Non guardiamo altrove
di Marina Del Fabbro
– Avete mai raccontato del vostro viaggio a qualcuno?
– Nessuno chiesto.
– Neanche i genitori?
– Loro detto tutto bene, tutto bene, stare bene.
– Dite a me.
– Dall’Egitto in Italia. In Turchia in aereo. Poi a piedi: due mesi, camminato tanto.
– Per mangiare, bere, dormire?
– Mangiare… bere acqua in terra, dormire in bosco.
– Come sapevate la strada?
– Gps, ma portato via cellulare tante volte.
– E come avete fatto?
– Tra alberi con siriani, famiglie, bambini, gruppi. In Grecia via vestiti, tutti vicino al mare e spinti in acqua.
– Ma Ahmed, tu non sai nuotare, come hai fatto?
– Amici preso.
– Avete avuto paura?
– Freddo, tanto, tanto freddo, lui tremare come gallina, io no, paura mai, maschio egiziano no paura.
– Nessuno vi ha fermato?
– In Albania persone con ferro. Loai su braccia, Ahmed in testa, non capire più niente in Croazia: picchiati tutti.
– Anche i bambini piccoli?
– No, bambini via.
– E i vestiti, dove li avete persi?
– In campi. Adesso noi in Trieste, ma amico non passare, rimane un anno
“Sono una triestina qualunque – scrive Marina dopo questa conversazione -. Come tutti, da tempo sono informata della rotta balcanica, del cosiddetto Game, delle violenze, della disumanità dei campi. Ma anche io, pur sapendola vicina, la avevo sentita come una realtà, atroce sì ma in un certo senso fuori dal mio personalissimo vissuto.
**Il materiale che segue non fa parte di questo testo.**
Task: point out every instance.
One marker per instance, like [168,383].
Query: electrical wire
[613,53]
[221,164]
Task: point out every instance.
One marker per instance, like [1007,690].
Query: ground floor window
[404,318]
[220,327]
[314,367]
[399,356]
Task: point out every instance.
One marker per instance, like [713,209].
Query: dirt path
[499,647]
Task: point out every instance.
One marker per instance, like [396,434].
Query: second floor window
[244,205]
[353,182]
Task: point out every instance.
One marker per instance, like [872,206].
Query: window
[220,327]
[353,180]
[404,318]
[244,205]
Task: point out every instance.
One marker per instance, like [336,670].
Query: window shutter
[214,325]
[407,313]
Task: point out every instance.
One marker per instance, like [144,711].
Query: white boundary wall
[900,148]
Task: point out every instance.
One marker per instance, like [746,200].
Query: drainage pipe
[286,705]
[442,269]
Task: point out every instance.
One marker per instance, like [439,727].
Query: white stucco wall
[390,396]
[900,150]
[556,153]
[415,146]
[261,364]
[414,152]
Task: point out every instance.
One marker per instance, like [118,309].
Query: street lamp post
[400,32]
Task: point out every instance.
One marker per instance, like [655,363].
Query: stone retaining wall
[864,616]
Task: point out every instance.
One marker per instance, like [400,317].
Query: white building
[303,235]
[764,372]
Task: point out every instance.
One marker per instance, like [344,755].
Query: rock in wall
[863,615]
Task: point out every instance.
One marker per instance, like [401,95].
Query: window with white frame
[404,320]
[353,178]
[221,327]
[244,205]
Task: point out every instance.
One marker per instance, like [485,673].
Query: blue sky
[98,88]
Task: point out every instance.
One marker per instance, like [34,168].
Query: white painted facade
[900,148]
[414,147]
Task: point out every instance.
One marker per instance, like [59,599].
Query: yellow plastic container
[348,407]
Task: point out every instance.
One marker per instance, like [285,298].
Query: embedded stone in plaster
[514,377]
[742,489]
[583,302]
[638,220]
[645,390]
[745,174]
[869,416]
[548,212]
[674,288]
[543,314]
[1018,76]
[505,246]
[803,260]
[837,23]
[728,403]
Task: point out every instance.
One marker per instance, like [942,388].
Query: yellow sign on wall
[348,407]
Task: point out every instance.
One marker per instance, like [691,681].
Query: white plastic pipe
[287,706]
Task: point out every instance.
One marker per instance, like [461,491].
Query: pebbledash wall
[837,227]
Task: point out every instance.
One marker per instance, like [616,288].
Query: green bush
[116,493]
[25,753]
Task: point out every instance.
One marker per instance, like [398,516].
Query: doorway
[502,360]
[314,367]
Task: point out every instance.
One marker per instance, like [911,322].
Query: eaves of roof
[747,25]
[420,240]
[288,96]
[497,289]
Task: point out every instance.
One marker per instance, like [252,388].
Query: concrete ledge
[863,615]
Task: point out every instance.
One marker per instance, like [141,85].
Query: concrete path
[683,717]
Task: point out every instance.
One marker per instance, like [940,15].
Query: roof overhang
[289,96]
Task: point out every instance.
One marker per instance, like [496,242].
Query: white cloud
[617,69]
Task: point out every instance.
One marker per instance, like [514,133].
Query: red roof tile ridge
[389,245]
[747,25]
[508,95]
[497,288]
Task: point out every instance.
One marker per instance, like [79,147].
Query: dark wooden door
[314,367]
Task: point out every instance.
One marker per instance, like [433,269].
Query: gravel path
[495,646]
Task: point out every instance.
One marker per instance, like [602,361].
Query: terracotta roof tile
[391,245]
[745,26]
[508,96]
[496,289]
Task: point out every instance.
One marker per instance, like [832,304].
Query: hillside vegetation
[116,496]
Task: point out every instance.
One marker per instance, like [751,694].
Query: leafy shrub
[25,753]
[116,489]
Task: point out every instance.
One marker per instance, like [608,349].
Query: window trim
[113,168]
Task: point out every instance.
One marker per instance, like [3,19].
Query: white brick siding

Il mercoledì in cui abbiamo avuto questa conversazione, io Ahmed e Loai era il 27 gennaio, giornata in cui tutti ricordiamo i milioni di sterminati nei lager, vittime dei nazisti ma anche della colpevole e vergognosa indifferenza di tanti che sapevano ma hanno guardato altrove, perché quello che accadeva era fuori dal loro personalissimo vissuto. Non aspettiamo un’altra crudele strage per istituire un’altra giornata della memoria balcanica, e soprattutto per vergognarci della nostra indifferenza: decine e decine di Ahmed, Loai, Mustafa sono qui, tra noi, e altrettanti ancora si trovano ancora tra Albania, Grecia, Serbia, acquattati nei boschi, senza abiti, bagnati, derubati, manganellati mentre noi guardiamo altrove”.